Igor Strawinsky, "Chroniques de ma vie"

"Dem Antagonismus zwischen dem ‚Geordneten', Wiedererkennbaren und dem Ungeordneten, nicht Wiedererkennbaren kann man Wirkung auf unsere Wahrnehmung sicher nicht absprechen. Bei der Kuhherde sind es die ‚gesetzten' Obertonreihen der Glocken und die Bewegungen im Herdenverhalten."
Wolfgang Straßnig

An einer schwarzgestrichenen Holzwand vier Maischetonnen mit einem Fassungsvermögen von je 220 Litern. Diese Tonnen sind mit leeren, leicht zusammengedrückten und wieder fest verschlossenen PET-FLASCHEN gefüllt, die sich bei einem Temperaturanstieg ausdehnen, wieder zusammenziehen, kühlt sich die Umgebungstemperatur ab. Dabei sind Knacks- und Ploppgeräusche zu hören. In jeder der vier Tonnen ein hochwertiges, dauerpolarisiertes Kondensator-Mikrofon, welches mit einem Mischpult verbunden ist. Die eingespeisten Geräusche sind aus Lautsprechern zu hören, die im Außenraum in einem Halbrund angeordnet sind. Fertig ist die Klangmaschine, die in den Morgenstunden anhebt, dann weitgehend verstummt, um wieder in Tätigkeit zu geraten, kühlt sich die Luft am späten Nachmittag, nach Einbruch der Dunkelheit oder infolge eines Gewitters ab. Über einen längeren Zeitraum betrachtet haben wir es mit einem steten Wechsel von Zusammenziehen und Ausdehnen zu tun. Ein stetes An- und Abschwellen. All das ließe sich in vielen anderen Bereichen beobachten. Man denke an die Atembewegung, an Cafés, die sich füllen und leeren, an Kühe, die einmal gegenseitige Nähe suchen, dann wieder auseinander streben. Ironischerweise ließ mich die Klangmaschine an die kabbalistische Vorstellung vom Zimzum denken, wonach die Erschaffung der Welt ein Zusammenziehen Gottes zur Voraussetzung hatte.

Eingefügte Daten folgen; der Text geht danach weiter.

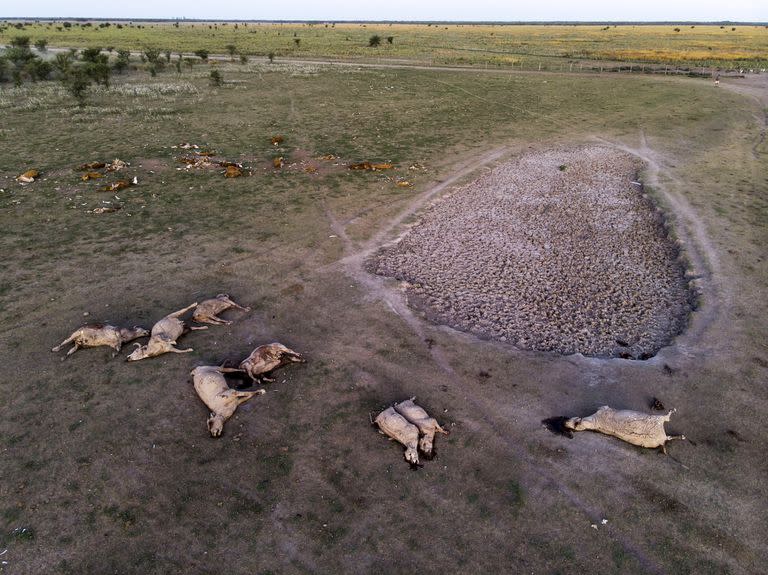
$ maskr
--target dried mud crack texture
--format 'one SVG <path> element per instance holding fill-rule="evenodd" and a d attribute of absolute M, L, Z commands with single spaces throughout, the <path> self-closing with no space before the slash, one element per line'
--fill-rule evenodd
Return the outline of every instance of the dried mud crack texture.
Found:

Die von der Klangmaschine produzierten Geräusche leben von Druck- bzw. Temperaturunterschieden, vergleichbar mit der atmosphärischen Tischuhr der Uhrenmanufaktur Jaeger-LeCoultre. Deren Antriebsenergie verdankt sich einer mit Chlorethangas gefüllten Druckdose, die sich bei Änderung der Umgebungstemperatur oder des Luftdrucks zusammenzieht oder ausdehnt. Ein Temperaturunterschied von nur einem Grad pro Tag genügt, um die Präzisionsuhr in Bewegung zu halten. Unnötig sie aufzuziehen. Allerdings muss aufgrund der geringen zur Verfügung stehenden Energie auf Schmiermittel verzichtet werden. Schon das geringste Staubteilchen würde den Ablauf empfindlich stören oder die Uhr zum Stillstand bringen. In China soll bis ins neunzehnte Jahrhundert eine Weihrauchuhr gebräuchlich gewesen sein. Im Gegensatz zur Zeitmessung mittels Wasser oder Sand "verrinnt" hier die Zeit nicht einfach. Die verflossene Zeit hinterließ eine Aschentextur. Natürlich ließe sich auch unsere Klangmaschine als Uhr denken. Aber hier haben wir es nicht mit objektiver Zeit, sondern mit Ereigniszeit zu tun, die dem Lebendigen entspricht. Zeitmessung und Uhren sind untrennbar mit der Geschichte von Klöstern, mit Fabriksarbeit und Schulen verknüpft, dienen also der Disziplinierung, der Unterwerfung des Menschen unter äußere Kriterien. Ich finde es bezeichnend, dass etwa beim Fußball exakte Zeitdefinitionen mit der Durchnumerierung der Spieler einhergehen.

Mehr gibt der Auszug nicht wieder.